Kepala BBKSDA Sumatera Utara, Novita Kusuma Wardani, mengatakan bahwa Kabupaten Pakpak Bharat memiliki potensi besar untuk dikembangkan sebagai kawasan konservasi mengingat sekitar 80 persen wilayahnya merupakan kawasan hutan.
Ia juga mengapresiasi komitmen Pemerintah Kabupaten Pakpak Bharat dalam menjaga kelestarian satwa liar beserta habitatnya.
“Kami mengapresiasi Bapak Bupati beserta jajaran yang konsisten menjaga kawasan ekosistem di Pakpak Bharat. Salah satu hasil kerja sama dengan Yayasan TaHuKah adalah keberhasilan orangutan Sumatera (mawas) memanfaatkan jembatan kanopi yang dibangun di ruas jalan Lae Gombar–Pagindar. Setelah dua tahun, akhirnya ada bukti bahwa jembatan tersebut digunakan oleh orangutan, dan hingga saat ini tidak terjadi konflik antara satwa dengan masyarakat,” ujar Novita.

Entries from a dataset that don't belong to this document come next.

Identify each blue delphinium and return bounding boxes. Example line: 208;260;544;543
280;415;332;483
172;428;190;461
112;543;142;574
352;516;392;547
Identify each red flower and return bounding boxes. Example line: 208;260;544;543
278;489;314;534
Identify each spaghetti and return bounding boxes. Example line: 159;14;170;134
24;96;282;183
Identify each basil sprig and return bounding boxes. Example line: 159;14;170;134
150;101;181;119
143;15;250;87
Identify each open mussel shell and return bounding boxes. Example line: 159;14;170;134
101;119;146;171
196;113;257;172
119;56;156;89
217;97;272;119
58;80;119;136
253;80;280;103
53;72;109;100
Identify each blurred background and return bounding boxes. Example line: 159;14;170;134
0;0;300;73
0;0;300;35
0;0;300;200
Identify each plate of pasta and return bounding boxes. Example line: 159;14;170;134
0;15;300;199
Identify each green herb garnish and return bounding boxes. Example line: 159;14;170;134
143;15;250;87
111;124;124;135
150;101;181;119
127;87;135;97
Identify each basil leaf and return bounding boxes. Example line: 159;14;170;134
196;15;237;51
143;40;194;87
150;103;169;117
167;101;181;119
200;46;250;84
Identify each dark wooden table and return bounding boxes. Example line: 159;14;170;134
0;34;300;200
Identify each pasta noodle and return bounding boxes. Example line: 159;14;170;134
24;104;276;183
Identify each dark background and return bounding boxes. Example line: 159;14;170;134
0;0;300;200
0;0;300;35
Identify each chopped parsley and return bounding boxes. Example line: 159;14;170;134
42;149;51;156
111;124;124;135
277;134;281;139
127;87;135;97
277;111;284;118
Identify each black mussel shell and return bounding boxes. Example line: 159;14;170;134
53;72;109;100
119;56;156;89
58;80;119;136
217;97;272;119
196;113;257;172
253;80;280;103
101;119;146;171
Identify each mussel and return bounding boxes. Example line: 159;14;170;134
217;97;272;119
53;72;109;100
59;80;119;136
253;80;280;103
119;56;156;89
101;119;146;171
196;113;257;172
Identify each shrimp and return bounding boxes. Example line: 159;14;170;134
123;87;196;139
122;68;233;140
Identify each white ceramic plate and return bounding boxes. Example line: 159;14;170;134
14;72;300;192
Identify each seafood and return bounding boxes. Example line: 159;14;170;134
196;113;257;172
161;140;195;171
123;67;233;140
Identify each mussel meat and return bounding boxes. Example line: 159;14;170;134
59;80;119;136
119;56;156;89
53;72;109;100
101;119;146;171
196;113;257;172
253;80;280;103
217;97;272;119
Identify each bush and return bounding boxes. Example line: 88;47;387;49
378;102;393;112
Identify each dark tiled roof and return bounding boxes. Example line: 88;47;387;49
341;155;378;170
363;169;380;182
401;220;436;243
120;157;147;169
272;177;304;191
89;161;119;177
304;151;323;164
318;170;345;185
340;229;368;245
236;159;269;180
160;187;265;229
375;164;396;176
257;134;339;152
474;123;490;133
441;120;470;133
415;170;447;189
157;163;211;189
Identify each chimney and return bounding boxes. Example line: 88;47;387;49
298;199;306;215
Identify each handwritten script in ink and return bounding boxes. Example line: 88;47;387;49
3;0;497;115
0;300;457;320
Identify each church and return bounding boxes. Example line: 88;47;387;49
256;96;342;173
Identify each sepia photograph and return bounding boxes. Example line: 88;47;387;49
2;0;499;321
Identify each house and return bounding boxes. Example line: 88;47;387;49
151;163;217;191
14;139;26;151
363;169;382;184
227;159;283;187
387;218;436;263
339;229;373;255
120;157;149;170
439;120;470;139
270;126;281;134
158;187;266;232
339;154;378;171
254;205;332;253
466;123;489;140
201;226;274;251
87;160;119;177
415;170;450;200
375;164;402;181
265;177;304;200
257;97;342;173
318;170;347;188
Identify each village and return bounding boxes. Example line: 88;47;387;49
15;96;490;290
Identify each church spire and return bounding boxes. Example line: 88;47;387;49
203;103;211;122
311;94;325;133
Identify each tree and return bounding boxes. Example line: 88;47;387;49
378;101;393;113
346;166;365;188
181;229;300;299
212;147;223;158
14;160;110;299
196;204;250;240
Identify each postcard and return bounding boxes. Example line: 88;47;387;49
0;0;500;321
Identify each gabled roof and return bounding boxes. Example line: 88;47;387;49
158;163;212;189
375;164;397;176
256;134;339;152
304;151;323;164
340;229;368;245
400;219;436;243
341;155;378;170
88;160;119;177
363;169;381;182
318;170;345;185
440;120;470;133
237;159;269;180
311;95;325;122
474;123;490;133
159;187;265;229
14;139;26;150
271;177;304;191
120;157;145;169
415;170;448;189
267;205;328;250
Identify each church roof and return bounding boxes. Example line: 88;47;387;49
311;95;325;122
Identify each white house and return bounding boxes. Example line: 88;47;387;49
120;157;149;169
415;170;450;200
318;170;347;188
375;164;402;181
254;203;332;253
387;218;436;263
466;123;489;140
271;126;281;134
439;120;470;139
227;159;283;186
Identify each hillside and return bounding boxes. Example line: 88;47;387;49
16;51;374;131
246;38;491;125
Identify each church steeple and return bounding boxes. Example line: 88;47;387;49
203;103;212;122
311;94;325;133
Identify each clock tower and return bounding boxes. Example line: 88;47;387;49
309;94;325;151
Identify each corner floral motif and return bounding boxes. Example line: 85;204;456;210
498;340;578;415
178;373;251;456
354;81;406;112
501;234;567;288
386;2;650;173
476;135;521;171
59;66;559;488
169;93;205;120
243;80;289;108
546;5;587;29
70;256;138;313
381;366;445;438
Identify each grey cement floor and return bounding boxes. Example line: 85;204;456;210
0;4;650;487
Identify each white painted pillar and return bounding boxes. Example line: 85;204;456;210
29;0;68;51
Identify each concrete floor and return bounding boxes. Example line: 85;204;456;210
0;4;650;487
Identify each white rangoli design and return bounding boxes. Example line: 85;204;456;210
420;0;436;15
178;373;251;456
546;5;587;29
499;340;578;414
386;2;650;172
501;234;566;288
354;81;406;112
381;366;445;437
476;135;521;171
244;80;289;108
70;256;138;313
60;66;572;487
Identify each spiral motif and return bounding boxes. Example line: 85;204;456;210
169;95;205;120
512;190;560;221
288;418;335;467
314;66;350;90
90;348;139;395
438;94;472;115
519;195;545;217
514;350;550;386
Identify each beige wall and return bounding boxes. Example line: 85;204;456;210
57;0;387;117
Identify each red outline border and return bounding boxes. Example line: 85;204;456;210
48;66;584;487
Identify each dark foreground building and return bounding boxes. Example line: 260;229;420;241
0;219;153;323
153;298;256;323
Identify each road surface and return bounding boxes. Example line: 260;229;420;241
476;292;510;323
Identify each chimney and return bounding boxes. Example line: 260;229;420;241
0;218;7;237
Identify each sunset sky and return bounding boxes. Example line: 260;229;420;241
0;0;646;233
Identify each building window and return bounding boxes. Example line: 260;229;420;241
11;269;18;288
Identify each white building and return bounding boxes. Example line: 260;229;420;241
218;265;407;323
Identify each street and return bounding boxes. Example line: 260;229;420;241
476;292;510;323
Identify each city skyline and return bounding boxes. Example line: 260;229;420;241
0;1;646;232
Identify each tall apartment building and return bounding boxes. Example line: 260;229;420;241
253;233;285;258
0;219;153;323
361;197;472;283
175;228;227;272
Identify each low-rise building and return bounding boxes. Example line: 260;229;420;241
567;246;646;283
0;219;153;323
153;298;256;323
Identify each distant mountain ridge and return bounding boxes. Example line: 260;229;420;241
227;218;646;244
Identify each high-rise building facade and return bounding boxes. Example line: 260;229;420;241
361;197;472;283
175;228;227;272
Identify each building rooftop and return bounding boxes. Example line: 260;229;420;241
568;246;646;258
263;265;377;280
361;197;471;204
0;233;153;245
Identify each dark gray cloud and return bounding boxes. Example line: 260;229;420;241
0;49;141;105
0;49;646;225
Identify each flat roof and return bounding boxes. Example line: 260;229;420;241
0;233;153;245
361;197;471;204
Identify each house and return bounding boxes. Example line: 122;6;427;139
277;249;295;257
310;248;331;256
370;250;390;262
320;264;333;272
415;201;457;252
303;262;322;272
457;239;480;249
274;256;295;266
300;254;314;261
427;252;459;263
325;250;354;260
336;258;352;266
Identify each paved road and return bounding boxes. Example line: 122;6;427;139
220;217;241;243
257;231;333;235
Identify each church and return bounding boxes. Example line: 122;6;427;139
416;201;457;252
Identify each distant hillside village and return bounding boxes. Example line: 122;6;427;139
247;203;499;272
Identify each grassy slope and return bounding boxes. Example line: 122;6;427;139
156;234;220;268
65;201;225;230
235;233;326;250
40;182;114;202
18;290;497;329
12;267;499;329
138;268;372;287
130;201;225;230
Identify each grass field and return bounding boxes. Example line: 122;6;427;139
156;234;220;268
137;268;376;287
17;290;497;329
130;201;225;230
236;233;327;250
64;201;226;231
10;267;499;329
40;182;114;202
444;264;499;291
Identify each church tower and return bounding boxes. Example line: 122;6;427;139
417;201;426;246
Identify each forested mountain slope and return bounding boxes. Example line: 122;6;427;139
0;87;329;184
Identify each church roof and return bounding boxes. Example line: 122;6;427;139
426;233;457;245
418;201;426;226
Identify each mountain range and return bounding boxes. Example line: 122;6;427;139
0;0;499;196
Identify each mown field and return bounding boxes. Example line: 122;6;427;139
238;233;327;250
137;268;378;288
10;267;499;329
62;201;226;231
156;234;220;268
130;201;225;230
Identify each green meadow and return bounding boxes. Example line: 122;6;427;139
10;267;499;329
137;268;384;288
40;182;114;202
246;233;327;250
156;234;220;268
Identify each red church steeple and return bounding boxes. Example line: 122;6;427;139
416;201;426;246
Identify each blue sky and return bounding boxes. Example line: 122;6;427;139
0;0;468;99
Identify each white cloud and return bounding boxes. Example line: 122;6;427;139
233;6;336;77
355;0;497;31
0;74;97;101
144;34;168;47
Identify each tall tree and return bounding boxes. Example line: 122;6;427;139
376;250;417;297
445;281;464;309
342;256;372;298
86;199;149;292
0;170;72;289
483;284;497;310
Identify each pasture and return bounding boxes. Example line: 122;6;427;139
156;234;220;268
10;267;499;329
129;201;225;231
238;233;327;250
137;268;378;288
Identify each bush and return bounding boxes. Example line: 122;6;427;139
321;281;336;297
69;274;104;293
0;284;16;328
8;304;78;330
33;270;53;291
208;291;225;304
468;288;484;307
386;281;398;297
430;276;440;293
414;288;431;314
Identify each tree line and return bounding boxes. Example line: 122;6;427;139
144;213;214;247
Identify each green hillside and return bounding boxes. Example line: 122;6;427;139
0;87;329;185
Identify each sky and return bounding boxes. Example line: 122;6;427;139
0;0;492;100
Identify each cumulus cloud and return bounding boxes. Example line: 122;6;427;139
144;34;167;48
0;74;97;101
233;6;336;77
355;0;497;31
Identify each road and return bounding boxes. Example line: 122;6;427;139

Sementara itu, Bupati Franc Bernhard Tumanggor menyampaikan bahwa Kabupaten Pakpak Bharat memiliki potensi besar untuk mengembangkan kawasan konservasi yang tidak hanya berfungsi menjaga kelestarian lingkungan, tetapi juga dapat memberikan manfaat ekonomi bagi masyarakat melalui pengembangan wisata berbasis alam.
Menurut Bupati, pelestarian satwa liar perlu dilakukan dengan tetap menjaga keseimbangan antara perlindungan ekosistem dan pemanfaatan potensi daerah secara berkelanjutan.
Ia menyatakan dukungannya terhadap rencana pembentukan kawasan konservasi di sejumlah wilayah yang dinilai memiliki nilai ekologis tinggi, seperti Siranggas maupun Sicike-cike, dengan tetap mengacu pada ketentuan peraturan perundang-undangan yang berlaku.
Bupati juga menegaskan bahwa Pemerintah Kabupaten Pakpak Bharat siap mendukung kebijakan konservasi melalui penyusunan regulasi daerah apabila diperlukan, selama bertujuan untuk kepentingan pelestarian lingkungan, bangsa, dan negara.
Rapat tersebut menjadi bagian dari upaya memperkuat sinergi antara pemerintah daerah dan BBKSDA Sumatera Utara dalam menjaga kelestarian sumber daya alam sekaligus mendorong pemanfaatannya secara berkelanjutan demi kesejahteraan masyarakat.